Sono 67 le aree idonee ad ospitare il deposito nazionale dei rifiuti radioattivi e sono collocate in Piemonte, Toscana, Lazio, Basilicata, Puglia, Sardegna e Sicilia.
E’ quanto indicato nella Cnapi, la Carta Nazionale delle Aree Potenzialmente Idonee elaborata dalla Società gestione impianti nucleari (Sogin) che individua le zone dove localizzare in Italia il Deposito che dovrà contenere in sicurezza le scorie del nostro paese.
In particolare le aree individuate sono così ripartite: 8 in Piemonte, 2 in Toscana, 22 nel Lazio, 12 in Basilicata, 4 in Basilicata/Puglia, 1 in Puglia, 14 in Sardegna e 4 in Sicilia.
Nell’Isola le aree sono state individuate nei comuni di Trapani, Calatafimi, Segesta, Castellana, Petralia, Butera.
La pubblicazione della Carta e quella contestuale del Progetto Preliminare apriranno una fase di consultazione pubblica e di condivisione che durerà 4 mesi e che culminerà in un Seminario Nazionale, dove saranno invitati a partecipare tutti i soggetti coinvolti ed interessati.
Il Deposito Nazionale è un’infrastruttura ambientale di superficie dove mettere in totale sicurezza i rifiuti radioattivi.
La sua realizzazione consentirà di completare il decommissioning degli impianti nucleari italiani e di gestire tutti i rifiuti radioattivi, compresi quelli provenienti dalle attività di medicina nucleare, industriali e di ricerca.

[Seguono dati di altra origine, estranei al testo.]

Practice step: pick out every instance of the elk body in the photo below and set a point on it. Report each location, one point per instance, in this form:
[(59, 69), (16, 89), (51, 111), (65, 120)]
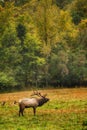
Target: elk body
[(32, 102)]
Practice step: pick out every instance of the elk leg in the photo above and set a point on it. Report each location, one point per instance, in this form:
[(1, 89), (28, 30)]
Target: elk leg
[(34, 110)]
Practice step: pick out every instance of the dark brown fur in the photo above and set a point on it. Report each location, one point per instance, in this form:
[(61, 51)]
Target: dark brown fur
[(32, 102)]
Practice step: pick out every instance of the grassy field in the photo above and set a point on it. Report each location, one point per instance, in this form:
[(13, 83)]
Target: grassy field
[(66, 110)]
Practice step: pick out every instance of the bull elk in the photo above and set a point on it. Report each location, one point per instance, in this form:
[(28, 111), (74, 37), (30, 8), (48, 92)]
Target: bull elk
[(32, 102)]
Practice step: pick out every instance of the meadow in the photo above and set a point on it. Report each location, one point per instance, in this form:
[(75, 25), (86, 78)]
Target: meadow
[(66, 110)]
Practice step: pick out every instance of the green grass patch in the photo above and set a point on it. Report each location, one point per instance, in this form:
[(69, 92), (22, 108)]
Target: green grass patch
[(70, 114)]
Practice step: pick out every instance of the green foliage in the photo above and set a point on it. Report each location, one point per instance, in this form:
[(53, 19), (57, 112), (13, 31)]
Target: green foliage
[(78, 10), (43, 42)]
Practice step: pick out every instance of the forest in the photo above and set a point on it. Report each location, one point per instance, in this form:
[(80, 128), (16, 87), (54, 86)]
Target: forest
[(43, 43)]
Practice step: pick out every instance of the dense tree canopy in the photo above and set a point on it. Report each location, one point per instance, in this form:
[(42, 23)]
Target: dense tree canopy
[(43, 42)]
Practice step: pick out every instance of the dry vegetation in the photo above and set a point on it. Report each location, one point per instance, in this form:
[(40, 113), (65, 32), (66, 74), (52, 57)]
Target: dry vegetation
[(66, 107)]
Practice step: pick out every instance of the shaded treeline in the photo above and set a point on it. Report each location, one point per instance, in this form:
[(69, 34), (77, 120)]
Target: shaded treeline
[(43, 42)]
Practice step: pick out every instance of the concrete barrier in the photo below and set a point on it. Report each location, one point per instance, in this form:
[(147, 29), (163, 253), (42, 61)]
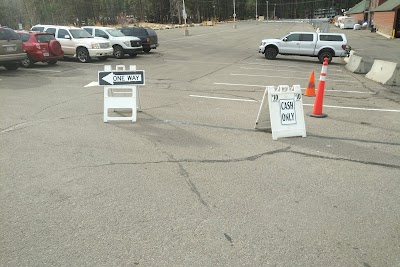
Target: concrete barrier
[(358, 64), (385, 72)]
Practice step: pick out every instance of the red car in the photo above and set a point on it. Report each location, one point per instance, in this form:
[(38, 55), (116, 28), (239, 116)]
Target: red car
[(40, 47)]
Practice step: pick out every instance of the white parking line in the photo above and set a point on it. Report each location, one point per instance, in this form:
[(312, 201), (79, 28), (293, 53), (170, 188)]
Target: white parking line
[(285, 77), (223, 98), (275, 70), (367, 109), (325, 106), (92, 84), (39, 70), (330, 68), (263, 86)]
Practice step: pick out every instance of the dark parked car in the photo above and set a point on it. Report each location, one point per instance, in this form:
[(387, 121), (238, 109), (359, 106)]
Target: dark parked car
[(40, 47), (11, 51), (147, 35)]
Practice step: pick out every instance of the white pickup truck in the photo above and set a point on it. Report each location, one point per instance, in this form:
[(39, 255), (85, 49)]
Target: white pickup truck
[(313, 44)]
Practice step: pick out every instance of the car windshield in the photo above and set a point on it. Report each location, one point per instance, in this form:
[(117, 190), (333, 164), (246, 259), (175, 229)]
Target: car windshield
[(8, 34), (44, 38), (115, 33), (80, 33)]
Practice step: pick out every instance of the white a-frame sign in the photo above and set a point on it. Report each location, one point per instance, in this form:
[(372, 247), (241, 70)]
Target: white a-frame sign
[(281, 112)]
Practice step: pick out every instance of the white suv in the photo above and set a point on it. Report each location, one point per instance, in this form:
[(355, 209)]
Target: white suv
[(122, 44), (76, 42)]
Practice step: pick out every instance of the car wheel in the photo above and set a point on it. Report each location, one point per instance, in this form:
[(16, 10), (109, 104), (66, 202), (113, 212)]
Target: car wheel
[(325, 54), (118, 52), (271, 53), (83, 55), (11, 66), (27, 62)]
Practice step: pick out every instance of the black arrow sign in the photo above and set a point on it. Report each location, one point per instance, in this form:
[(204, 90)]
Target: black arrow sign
[(121, 77)]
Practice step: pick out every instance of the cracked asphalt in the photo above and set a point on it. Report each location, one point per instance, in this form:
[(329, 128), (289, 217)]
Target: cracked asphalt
[(192, 183)]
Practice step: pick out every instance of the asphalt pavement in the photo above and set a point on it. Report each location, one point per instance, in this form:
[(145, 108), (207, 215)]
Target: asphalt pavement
[(191, 182)]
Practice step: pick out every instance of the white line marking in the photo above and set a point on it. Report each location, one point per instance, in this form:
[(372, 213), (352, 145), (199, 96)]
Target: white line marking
[(254, 85), (367, 109), (275, 70), (327, 106), (38, 70), (224, 98), (202, 62), (238, 84), (92, 84), (286, 66), (283, 77)]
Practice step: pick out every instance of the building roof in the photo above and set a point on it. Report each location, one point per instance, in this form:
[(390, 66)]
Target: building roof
[(389, 5), (359, 8)]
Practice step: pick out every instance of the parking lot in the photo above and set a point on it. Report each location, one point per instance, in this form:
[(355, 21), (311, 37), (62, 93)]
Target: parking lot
[(192, 183)]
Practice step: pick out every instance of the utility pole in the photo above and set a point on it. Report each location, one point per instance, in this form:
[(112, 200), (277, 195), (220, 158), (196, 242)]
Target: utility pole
[(234, 14), (256, 11), (184, 15)]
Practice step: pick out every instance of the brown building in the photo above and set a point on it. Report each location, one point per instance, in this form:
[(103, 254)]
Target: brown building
[(382, 15), (386, 18)]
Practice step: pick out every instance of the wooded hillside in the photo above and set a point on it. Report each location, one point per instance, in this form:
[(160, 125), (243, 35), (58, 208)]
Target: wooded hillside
[(30, 12)]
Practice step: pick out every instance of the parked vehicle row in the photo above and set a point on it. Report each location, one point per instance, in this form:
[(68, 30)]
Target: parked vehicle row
[(50, 43)]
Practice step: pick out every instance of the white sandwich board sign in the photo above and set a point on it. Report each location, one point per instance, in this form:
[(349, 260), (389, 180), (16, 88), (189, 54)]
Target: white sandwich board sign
[(285, 108)]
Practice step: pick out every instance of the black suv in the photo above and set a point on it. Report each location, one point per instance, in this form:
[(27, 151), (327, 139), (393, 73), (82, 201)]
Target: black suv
[(11, 51), (147, 35)]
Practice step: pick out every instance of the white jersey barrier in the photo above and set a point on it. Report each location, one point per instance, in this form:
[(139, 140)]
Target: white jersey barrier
[(385, 72), (358, 64), (285, 115), (121, 91)]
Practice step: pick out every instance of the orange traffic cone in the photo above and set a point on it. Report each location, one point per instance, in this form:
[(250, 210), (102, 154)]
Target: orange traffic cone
[(317, 110), (310, 91)]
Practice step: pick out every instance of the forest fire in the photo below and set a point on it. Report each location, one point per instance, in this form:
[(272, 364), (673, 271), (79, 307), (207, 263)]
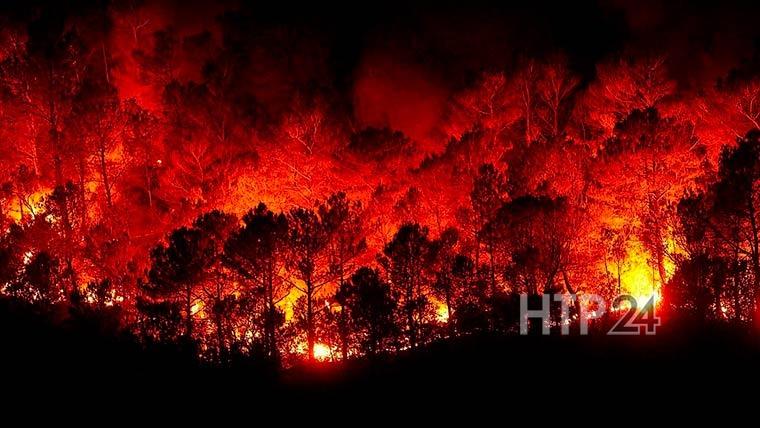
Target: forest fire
[(221, 184)]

Insieme al Deposito Nazionale sarà realizzato il Parco Tecnologico:
un centro di ricerca, aperto a collaborazioni internazionali, dove svolgere attività nel campo del decommissioning, della gestione dei rifiuti radioattivi e dello sviluppo sostenibile in accordo con il territorio interessato.
Perché va costruito?
L’Unione Europea (articolo 4 della Direttiva 2011/70) prevede che la sistemazione definitiva dei rifiuti radioattivi avvenga nello Stato membro in cui sono stati generati.
La maggior parte dei Paesi europei si è dotata o si sta dotando di depositi per mettere in sicurezza i propri rifiuti a bassa e media attività.
Per sistemare definitivamente i rifiuti ad alta attività, alcuni Paesi europei, tra cui l’Italia, hanno la possibilità di studiare la localizzazione di un deposito profondo comune in Europa allo scopo di fruire dei potenziali vantaggi di una soluzione ottimizzata in termini di quantità di rifiuti, costi e tempi di realizzazione, così come prospettato dalla Direttiva Euratom 2011/70.